Bask Gezim!

 Herkese Merhaba, uzun süre sonra gezi yazısı yazmak beni oldukça heyecanlandırdı. Her güzel şey gibi kısa sürse de benim için unutulmaz bir gezi oldu. Hatta bana sorarsanız, Barcelona'yı gölgede bırakmış olabilir. Tabii ki Barcelona müzeleri, Gaudi'nin eserleri, görülecek yerleriyle apayrı bir şehir ama beni etkileyen Bask Bölgesi'nin atmosferi oldu.

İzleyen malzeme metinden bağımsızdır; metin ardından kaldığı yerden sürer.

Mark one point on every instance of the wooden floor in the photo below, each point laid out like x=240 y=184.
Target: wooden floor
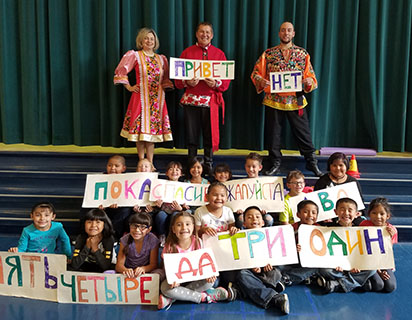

Plaza de Moyua - Şehir Merkezi
 Gezimi anlatmadan önce bölge hakkında söylemem gereken birkaç şey var. Öncelikle burası, İspanya'nın diğer özerk eyaletleri gibi özerk bir bölge. Bu nedenle biz de genelde "Bask Bölgesi" diyoruz. Ama aslında tam çevirisi ispanyolların söylediği şekliyle "Pais Vasco" yani Bask Ülkesi. Tabii bize ülke içinde ülke mi olur dedirtiyor :)
  Bu bölgede İspanyolcanın yanında yerel dil olan Baskça konuşuluyor ki, ispanyolcayla uzaktan yakından alakası yok. Ama tabii ki herkes ispanyolca bildiğinden hiç sıkıntı yaşamadık, sokakta da sıkça ispanyolca duyduğumu söyleyebilirim.
 Son olarak, bildiğiniz gibi Bask Bölgesinde de Katalanlar gibi ayrılıkçı politikayı destekleyenler var ve bölge ETA örgütüyle ünlenmiş. Ancak terör örgütü yıllar içinde eylemlerini durdurmuş son olarak da örgüt kendisini tamamen feshetmiş ve şu an bölgede güvenlik sorunu yok. Ne mutlu ki sonrasında turizm de canlanmış.
 Ancak gördüm ki her zaman sert ve güçlü olarak bilinen Bask insanı, daha barışçıl bir atmosferde eylemi, protestoyu elden bırakmamış. Mesela 10bin nüfuslu bir kasaba olan Lekeitio'da yürürken cinsel istismarı protesto eden 100 kişilik bir grupla karşılaştık. Veya San Sebastian'ın meşhur plajlarından birinde emlak vergisini protesto eden, hiç el sürülmemiş dev kum yazısıyla karşılaştık. Bunun dışında ne zaman kafanızı kaldırsanız balkonlara asılmış çeşitli protesto bayrakları, hatta katalan bağımsızlık bayrakları bile görebilirsiniz. Balkonlardaki prostestoların büyük çoğunluğunu oluşturan konulardan birisi de şu. Yıllar içinde hapis cezası alan ETA örgütüyle bağlantılı kişiler Bask Bölgesi'nden uzakta farklı şehirlerdeki hapishanelerde kaldıklarından aileler ziyarete gitmekte zorlanıyormuş. Suçluysa da Bask bölgesinin suçluau, bırakın burada cezasını çeksin, bu şekilde aileleri de cezalandırmayın demek için insanlar bu bayrakları asıyorlarmış.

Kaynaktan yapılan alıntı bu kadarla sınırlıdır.